On the top bar in the "Home" tab, click on "Import Data" and choose the file you'd like to read. An app window will come up like this:
Import Data tool screenshot
Under "Import Selection" you have the option to "generate function", which gives you quite a bit of customization options, including how to fill empty cells, and what you'd like the output data structure to be. Plus it's written by MathWorks, so it's probably utilizing the fastest available method to read csv files. It was almost instantaneous on my file.
Q1) If you know the max number of columns you can fill empty entries with NaN
Also, if all values are numerical, do you really need "Item#" column? If yes, you can use only "#", so all data is numerical.

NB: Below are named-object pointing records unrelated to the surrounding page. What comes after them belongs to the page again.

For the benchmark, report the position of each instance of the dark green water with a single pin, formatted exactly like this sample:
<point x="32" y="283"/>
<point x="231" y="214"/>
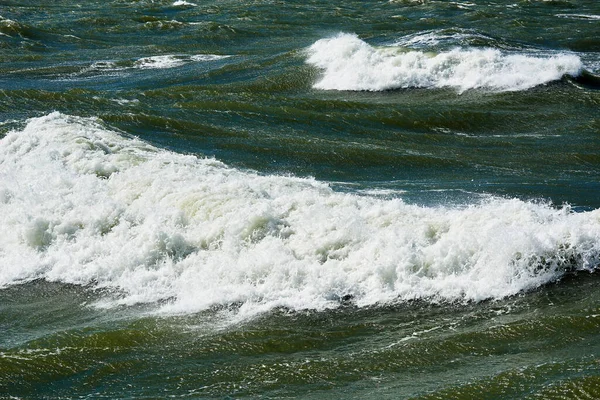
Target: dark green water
<point x="361" y="199"/>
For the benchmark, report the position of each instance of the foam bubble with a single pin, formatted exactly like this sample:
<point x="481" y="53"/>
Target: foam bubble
<point x="180" y="3"/>
<point x="172" y="61"/>
<point x="349" y="63"/>
<point x="82" y="204"/>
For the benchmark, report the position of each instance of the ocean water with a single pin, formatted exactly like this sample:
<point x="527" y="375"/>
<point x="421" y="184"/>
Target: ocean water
<point x="300" y="199"/>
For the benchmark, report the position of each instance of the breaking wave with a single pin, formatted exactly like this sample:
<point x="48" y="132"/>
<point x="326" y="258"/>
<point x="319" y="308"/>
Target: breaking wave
<point x="82" y="204"/>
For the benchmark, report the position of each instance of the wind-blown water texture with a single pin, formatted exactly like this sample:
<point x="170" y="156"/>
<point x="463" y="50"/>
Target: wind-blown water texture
<point x="82" y="204"/>
<point x="348" y="63"/>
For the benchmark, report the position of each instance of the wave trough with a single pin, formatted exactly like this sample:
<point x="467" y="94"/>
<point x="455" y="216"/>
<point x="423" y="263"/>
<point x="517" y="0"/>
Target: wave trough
<point x="348" y="63"/>
<point x="82" y="204"/>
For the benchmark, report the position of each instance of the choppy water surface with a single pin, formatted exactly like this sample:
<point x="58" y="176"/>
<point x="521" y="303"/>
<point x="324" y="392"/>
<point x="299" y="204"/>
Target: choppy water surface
<point x="382" y="199"/>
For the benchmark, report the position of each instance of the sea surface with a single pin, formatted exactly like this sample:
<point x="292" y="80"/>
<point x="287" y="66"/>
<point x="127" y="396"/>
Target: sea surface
<point x="243" y="199"/>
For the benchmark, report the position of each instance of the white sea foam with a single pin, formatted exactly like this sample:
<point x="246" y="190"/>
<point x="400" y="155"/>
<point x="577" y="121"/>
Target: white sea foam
<point x="579" y="16"/>
<point x="180" y="3"/>
<point x="172" y="61"/>
<point x="348" y="63"/>
<point x="85" y="205"/>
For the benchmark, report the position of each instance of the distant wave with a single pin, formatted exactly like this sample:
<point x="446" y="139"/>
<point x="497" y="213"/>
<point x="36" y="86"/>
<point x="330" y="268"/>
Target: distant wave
<point x="82" y="204"/>
<point x="348" y="63"/>
<point x="171" y="61"/>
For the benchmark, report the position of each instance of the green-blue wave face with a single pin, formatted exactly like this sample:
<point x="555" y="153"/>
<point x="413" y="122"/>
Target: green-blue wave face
<point x="242" y="199"/>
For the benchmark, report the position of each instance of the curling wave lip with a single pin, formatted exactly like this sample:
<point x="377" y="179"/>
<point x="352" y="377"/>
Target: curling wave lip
<point x="348" y="63"/>
<point x="82" y="204"/>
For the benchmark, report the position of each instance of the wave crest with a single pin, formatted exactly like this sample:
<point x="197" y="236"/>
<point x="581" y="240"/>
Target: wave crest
<point x="348" y="63"/>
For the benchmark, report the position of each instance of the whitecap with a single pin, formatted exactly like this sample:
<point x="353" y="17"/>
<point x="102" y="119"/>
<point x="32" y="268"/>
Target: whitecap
<point x="348" y="63"/>
<point x="82" y="204"/>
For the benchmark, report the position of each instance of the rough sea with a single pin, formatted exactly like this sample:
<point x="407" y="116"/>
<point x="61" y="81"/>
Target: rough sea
<point x="243" y="199"/>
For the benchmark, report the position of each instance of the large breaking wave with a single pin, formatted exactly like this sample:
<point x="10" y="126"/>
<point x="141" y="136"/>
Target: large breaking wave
<point x="82" y="204"/>
<point x="348" y="63"/>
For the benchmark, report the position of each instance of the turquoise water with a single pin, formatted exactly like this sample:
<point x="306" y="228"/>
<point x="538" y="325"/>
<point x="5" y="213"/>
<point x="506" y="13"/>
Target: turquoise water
<point x="262" y="199"/>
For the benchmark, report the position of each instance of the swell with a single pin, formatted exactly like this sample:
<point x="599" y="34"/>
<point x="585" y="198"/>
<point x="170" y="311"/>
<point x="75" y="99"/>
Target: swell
<point x="81" y="204"/>
<point x="348" y="63"/>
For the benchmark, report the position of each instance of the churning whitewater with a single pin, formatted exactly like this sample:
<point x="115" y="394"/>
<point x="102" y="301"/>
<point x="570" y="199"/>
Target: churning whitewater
<point x="82" y="204"/>
<point x="348" y="63"/>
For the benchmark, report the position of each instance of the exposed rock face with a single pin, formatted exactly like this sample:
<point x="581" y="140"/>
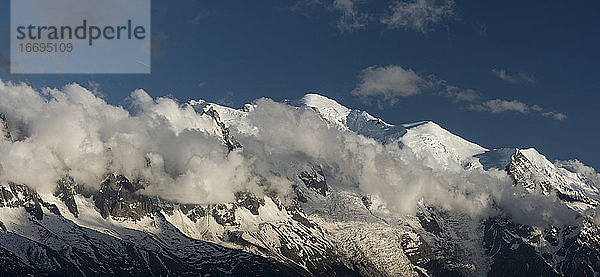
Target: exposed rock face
<point x="4" y="131"/>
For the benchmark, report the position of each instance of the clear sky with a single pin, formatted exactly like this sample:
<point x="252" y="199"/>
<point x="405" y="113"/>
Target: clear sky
<point x="499" y="73"/>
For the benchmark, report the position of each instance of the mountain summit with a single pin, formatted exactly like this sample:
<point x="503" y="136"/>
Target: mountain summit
<point x="87" y="188"/>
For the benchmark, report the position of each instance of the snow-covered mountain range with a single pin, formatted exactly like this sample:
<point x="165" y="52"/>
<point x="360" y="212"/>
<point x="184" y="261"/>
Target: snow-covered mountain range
<point x="275" y="189"/>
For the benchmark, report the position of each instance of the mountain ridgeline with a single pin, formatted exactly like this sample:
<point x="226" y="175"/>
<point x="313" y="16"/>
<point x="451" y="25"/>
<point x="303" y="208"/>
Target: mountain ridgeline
<point x="368" y="199"/>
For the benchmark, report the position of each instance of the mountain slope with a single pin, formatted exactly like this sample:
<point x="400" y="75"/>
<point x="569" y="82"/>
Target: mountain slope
<point x="274" y="189"/>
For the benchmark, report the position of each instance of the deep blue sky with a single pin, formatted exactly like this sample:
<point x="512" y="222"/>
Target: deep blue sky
<point x="236" y="51"/>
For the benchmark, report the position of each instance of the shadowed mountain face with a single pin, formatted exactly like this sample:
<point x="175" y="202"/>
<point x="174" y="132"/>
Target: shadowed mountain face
<point x="365" y="198"/>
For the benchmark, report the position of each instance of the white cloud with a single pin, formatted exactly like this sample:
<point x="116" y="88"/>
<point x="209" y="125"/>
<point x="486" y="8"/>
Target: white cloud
<point x="390" y="82"/>
<point x="500" y="106"/>
<point x="71" y="131"/>
<point x="418" y="15"/>
<point x="458" y="94"/>
<point x="496" y="106"/>
<point x="519" y="78"/>
<point x="351" y="19"/>
<point x="555" y="115"/>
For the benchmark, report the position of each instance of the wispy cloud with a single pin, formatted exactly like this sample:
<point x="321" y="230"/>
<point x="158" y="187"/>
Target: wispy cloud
<point x="418" y="15"/>
<point x="391" y="82"/>
<point x="354" y="15"/>
<point x="519" y="78"/>
<point x="351" y="19"/>
<point x="555" y="115"/>
<point x="500" y="106"/>
<point x="497" y="106"/>
<point x="457" y="94"/>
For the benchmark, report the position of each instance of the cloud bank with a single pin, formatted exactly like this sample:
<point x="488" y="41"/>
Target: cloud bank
<point x="178" y="152"/>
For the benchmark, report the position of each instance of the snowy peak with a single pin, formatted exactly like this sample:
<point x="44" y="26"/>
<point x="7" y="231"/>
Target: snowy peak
<point x="536" y="173"/>
<point x="328" y="109"/>
<point x="439" y="147"/>
<point x="357" y="121"/>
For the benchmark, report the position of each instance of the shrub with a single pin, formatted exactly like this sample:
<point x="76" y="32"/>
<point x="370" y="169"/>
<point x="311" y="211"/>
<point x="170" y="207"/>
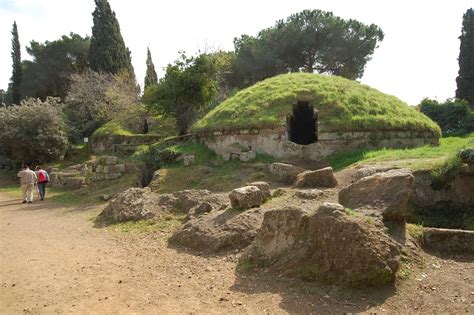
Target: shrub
<point x="96" y="98"/>
<point x="33" y="131"/>
<point x="453" y="116"/>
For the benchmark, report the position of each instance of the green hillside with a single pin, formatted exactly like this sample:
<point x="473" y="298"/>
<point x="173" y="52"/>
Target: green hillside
<point x="343" y="105"/>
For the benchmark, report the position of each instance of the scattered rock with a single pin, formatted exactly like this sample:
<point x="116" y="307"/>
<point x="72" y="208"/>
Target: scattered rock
<point x="467" y="156"/>
<point x="371" y="170"/>
<point x="204" y="207"/>
<point x="104" y="197"/>
<point x="456" y="192"/>
<point x="449" y="240"/>
<point x="74" y="182"/>
<point x="246" y="197"/>
<point x="247" y="156"/>
<point x="188" y="160"/>
<point x="285" y="172"/>
<point x="132" y="204"/>
<point x="219" y="230"/>
<point x="328" y="245"/>
<point x="309" y="194"/>
<point x="264" y="187"/>
<point x="320" y="178"/>
<point x="387" y="191"/>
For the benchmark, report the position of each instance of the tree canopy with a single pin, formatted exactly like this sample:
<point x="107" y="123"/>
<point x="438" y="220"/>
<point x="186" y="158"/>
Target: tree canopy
<point x="465" y="79"/>
<point x="187" y="87"/>
<point x="48" y="74"/>
<point x="27" y="136"/>
<point x="308" y="41"/>
<point x="108" y="52"/>
<point x="15" y="80"/>
<point x="96" y="98"/>
<point x="453" y="116"/>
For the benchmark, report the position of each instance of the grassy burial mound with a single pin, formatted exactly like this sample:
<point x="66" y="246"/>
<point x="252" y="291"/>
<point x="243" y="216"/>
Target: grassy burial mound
<point x="342" y="105"/>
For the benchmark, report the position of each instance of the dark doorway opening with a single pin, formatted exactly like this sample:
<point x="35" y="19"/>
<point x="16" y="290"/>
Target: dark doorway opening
<point x="302" y="124"/>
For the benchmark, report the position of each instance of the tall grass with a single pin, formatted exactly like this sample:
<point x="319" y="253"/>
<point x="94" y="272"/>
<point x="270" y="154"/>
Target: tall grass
<point x="342" y="104"/>
<point x="448" y="148"/>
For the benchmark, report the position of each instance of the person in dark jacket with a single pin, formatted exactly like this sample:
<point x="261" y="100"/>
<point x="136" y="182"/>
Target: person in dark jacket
<point x="43" y="179"/>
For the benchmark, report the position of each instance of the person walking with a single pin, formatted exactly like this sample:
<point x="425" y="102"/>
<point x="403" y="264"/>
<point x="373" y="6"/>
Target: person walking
<point x="28" y="180"/>
<point x="43" y="179"/>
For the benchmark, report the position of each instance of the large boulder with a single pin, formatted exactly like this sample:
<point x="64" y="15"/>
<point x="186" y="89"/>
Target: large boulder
<point x="185" y="200"/>
<point x="387" y="191"/>
<point x="264" y="188"/>
<point x="74" y="182"/>
<point x="328" y="245"/>
<point x="285" y="172"/>
<point x="132" y="204"/>
<point x="467" y="156"/>
<point x="455" y="193"/>
<point x="371" y="170"/>
<point x="246" y="197"/>
<point x="219" y="230"/>
<point x="142" y="203"/>
<point x="320" y="178"/>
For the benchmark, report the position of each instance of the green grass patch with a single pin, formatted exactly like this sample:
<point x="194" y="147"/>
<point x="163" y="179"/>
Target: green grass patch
<point x="416" y="231"/>
<point x="111" y="129"/>
<point x="343" y="105"/>
<point x="426" y="157"/>
<point x="350" y="212"/>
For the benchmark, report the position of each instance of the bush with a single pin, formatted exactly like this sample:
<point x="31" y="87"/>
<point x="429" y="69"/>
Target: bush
<point x="96" y="98"/>
<point x="453" y="116"/>
<point x="33" y="131"/>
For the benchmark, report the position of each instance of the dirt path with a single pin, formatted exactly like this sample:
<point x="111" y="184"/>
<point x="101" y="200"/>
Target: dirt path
<point x="53" y="261"/>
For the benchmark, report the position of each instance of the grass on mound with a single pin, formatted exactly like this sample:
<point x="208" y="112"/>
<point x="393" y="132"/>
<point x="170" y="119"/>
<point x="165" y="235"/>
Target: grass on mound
<point x="343" y="105"/>
<point x="426" y="157"/>
<point x="127" y="122"/>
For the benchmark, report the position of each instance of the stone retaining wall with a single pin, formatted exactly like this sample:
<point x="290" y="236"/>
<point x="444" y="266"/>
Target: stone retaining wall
<point x="275" y="142"/>
<point x="110" y="142"/>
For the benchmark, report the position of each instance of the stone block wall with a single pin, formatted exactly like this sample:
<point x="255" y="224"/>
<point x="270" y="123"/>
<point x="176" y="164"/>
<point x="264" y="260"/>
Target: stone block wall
<point x="275" y="142"/>
<point x="109" y="143"/>
<point x="76" y="176"/>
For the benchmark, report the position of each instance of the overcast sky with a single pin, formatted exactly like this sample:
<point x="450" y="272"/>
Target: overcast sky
<point x="417" y="58"/>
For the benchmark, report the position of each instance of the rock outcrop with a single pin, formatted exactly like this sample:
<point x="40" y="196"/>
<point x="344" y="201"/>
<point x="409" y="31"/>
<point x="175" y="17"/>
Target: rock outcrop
<point x="142" y="203"/>
<point x="247" y="197"/>
<point x="371" y="170"/>
<point x="219" y="230"/>
<point x="285" y="172"/>
<point x="448" y="240"/>
<point x="328" y="245"/>
<point x="387" y="191"/>
<point x="132" y="204"/>
<point x="457" y="192"/>
<point x="319" y="178"/>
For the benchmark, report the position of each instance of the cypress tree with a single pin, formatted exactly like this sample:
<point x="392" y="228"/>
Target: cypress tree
<point x="151" y="78"/>
<point x="107" y="52"/>
<point x="465" y="79"/>
<point x="15" y="80"/>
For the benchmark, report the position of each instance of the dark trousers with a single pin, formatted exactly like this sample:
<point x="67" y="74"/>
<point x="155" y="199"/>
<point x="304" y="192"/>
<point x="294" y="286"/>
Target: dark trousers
<point x="42" y="190"/>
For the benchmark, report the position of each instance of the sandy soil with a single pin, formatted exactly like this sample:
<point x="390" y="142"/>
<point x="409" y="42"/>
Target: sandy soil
<point x="54" y="261"/>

Q2) The fastest way to read num. data from a file without mex-files is csvread.
I try to avoid using strings in csv files, but if I have to, I use my csv2cell function:
http://www.mathworks.com/matlabcentral/fileexchange/20135-csv2cell

How do you create a matrix from a text file in MATLAB?

I have a text file which has 4 columns, each column having 65536 data points. Every element in the row is separated by a comma. For example:
X,Y,Z,AU
4010.0,3210.0,-440.0,0.0
4010.0,3210.0,-420.0,0.0
etc.
So, I have 65536 rows, each row having 4 data values as shown above. I want to convert it into a matrix. I tried importing data from the text file to an excel file, because that way its easy to create a matrix, but I lost more than half the data.
If all the entries in your file are numeric, you can simply use a = load('file.txt'). It should create a 65536x4 matrix a. It is even easier than csvread
Have you ever tried using 'importdata'?
The parameters you need only file name and delimiter.
>> tmp_data = importdata('your_file.txt',',')
tmp_data =
data: [2x4 double]
textdata: {'X' 'Y' 'Z' 'AU'}
colheaders: {'X' 'Y' 'Z' 'AU'}
>> tmp_data.data
ans =
4010 3210 -440 0
4010 3210 -420 0
>> tmp_data.textdata
ans =
'X' 'Y' 'Z' 'AU'
Instead of messing with Excel, you should be able to read the text file directly into MATLAB (using the functions FOPEN, FGETL, FSCANF, and FCLOSE):
fid = fopen('file.dat','rt'); %# Open the data file
headerChars = fgetl(fid); %# Read the first line of characters
data = fscanf(fid,'%f,%f,%f,%f',[4 inf]).'; %'# Read the data into a
%# 65536-by-4 matrix
fclose(fid); %# Close the data file
The easiest way to do it would be to use MATLAB's csvread function.
There is also this tool which reads CSV files.
You could do it yourself without too much difficulty either: Just loop over each line in the file and split it on commas and put it in your array.
Suggest you familiarize yourself with dlmread and textscan.
dlmread is like csvread but because it can handle any delimiter (tab, space, etc), I tend to use it rather than csvread.
textscan is the real workhorse: lots of options, + it works on open files and is a little more robust to handling "bad" input (e.g. non-numeric data in the file). It can be used like fscanf in gnovice's suggestion, but I think it is faster (don't quote me on that though).